For the media to become instrumental in the transformation of our societies, beyond this pandemic, we must transform our own approaches. We will need to increase our connectivity and cooperation in presenting the larger picture.

The Red Cross is a living example of such a set up that is democratic, yet maintains the independent value of its local members. Owing to its hyper-local presence and an integrated network that plugs into the larger operation, the organisation has become a lifesaver in many countries amid this pandemic. Although the media is not a monolith, let alone a single organisation, we would gain much from thinking like a unit that benefits from sharing resources and knowledge, but remains greater than the sum of its parts. It will also allow us to transition away from the dominant business model that relies on advertising revenues.

Media … would gain much from thinking like a unit that benefits from sharing resources and knowledge, but remains greater than the sum of its parts.

Indeed amid shrinking budgets, new formulas of collaborative journalism are emerging across the globe. In the U.S., where individual states have reacted with diverse policies in the face of the pandemic and with rather different results, local outlets are teaming up for better coverage. Similar initiatives are on the rise in Europe, where startups are teaming up with legacy media, journalists are collaborating with specialists and regional media are sharing newsrooms.

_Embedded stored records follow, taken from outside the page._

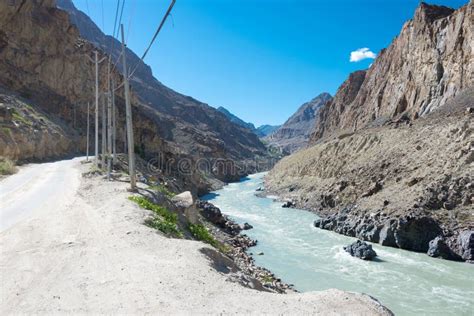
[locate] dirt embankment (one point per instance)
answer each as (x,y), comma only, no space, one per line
(402,183)
(91,253)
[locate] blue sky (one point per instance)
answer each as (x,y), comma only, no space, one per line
(261,59)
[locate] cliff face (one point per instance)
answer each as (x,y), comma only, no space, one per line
(429,63)
(391,157)
(43,59)
(294,133)
(235,119)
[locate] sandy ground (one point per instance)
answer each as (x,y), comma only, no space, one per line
(79,246)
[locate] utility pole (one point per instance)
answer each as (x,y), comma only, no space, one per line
(114,130)
(104,132)
(96,161)
(97,62)
(128,115)
(109,134)
(87,145)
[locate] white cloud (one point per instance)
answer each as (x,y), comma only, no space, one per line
(361,54)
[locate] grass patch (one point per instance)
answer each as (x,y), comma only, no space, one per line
(164,220)
(7,166)
(20,118)
(161,188)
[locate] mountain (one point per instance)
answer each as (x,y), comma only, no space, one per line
(261,131)
(295,132)
(429,63)
(265,130)
(48,80)
(390,158)
(233,118)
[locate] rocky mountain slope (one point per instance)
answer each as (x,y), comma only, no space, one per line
(392,154)
(260,131)
(266,129)
(235,119)
(429,63)
(295,132)
(43,61)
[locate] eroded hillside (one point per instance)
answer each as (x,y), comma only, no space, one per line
(392,153)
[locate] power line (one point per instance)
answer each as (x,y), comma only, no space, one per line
(87,7)
(132,11)
(103,25)
(154,36)
(121,14)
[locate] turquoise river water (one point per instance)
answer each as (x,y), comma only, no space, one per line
(313,259)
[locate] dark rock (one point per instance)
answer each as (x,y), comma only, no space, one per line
(374,188)
(246,226)
(288,204)
(466,243)
(439,248)
(386,235)
(327,201)
(361,250)
(414,232)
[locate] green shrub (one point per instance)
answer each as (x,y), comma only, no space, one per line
(164,220)
(200,232)
(161,188)
(7,166)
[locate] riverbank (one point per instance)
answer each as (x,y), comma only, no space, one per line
(92,254)
(313,259)
(398,183)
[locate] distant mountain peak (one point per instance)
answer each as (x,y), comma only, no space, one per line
(294,134)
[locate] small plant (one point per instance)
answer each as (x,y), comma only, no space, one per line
(20,118)
(7,166)
(161,188)
(164,220)
(200,232)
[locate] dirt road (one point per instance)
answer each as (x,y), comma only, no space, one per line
(77,245)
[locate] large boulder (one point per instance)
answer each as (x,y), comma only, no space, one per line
(362,250)
(466,243)
(211,213)
(439,248)
(415,231)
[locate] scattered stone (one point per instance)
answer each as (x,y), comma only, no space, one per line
(361,249)
(413,181)
(184,199)
(374,188)
(288,204)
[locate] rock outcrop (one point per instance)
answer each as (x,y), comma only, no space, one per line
(43,59)
(390,159)
(295,132)
(429,63)
(361,250)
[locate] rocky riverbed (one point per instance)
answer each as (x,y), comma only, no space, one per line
(229,232)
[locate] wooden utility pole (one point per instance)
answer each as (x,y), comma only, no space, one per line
(114,130)
(97,62)
(109,134)
(87,145)
(128,115)
(104,132)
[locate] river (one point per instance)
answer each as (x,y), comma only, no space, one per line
(313,259)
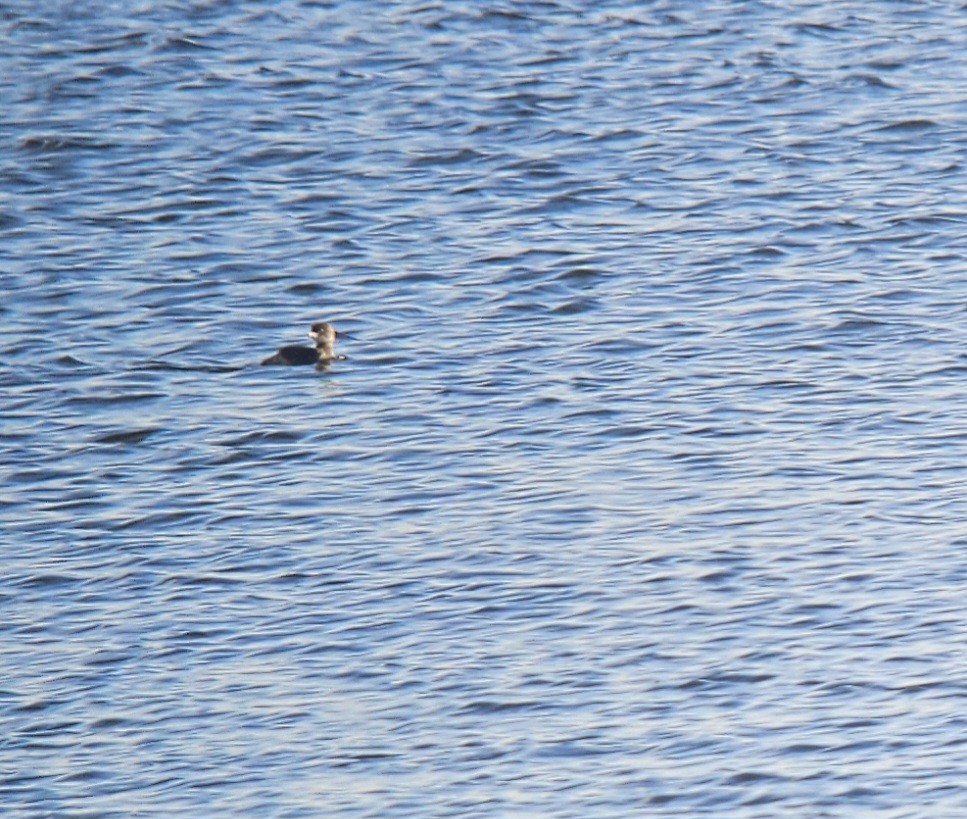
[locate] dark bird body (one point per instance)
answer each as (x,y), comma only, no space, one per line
(324,334)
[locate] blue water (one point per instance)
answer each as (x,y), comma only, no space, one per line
(642,490)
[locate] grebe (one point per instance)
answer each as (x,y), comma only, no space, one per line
(324,334)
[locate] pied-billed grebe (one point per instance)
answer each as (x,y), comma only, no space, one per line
(324,334)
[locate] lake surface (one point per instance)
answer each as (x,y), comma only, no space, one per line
(642,491)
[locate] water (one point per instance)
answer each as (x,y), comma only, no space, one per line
(642,490)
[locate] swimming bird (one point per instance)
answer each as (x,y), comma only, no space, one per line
(322,355)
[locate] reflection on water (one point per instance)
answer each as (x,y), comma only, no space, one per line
(640,491)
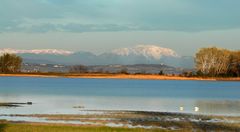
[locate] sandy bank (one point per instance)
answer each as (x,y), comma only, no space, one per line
(119,76)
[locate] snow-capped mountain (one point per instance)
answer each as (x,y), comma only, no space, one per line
(36,51)
(148,51)
(141,54)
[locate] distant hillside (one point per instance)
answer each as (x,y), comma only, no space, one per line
(137,68)
(141,54)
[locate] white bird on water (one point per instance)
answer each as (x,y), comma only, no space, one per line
(196,109)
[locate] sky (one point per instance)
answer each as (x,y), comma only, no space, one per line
(103,25)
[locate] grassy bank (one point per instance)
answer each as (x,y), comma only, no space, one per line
(26,127)
(128,121)
(119,76)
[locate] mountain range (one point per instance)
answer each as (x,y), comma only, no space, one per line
(140,54)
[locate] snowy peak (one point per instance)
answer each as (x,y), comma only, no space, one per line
(37,51)
(148,51)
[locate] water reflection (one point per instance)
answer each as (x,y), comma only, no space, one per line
(219,107)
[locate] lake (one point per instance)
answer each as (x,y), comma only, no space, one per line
(61,95)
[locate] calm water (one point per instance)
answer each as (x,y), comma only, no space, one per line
(60,95)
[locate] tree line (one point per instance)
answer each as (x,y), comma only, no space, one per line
(10,63)
(217,62)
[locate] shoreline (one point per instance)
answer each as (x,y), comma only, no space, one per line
(131,120)
(119,76)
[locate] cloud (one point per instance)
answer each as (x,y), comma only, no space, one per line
(118,15)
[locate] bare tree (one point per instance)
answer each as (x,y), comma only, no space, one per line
(213,61)
(10,63)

In countries with restricted access to information, international collaborations are helping journalists investigate cross-border stories. Independent reporters are teaming up with specialists and organisations that can provide deeper insights, and larger newsrooms that can create impactful forms of storytelling.

When working together, media of different sizes with their respective audiences can more effectively set solutions-based agendas at local, regional and international levels. As we enter a new world where the necessity of social protection is overtaking decades of obsession with GDP, the growth of collaborative media is inevitable. We, in the media sector, must also innovate models and methods of storytelling that mirror the new reality.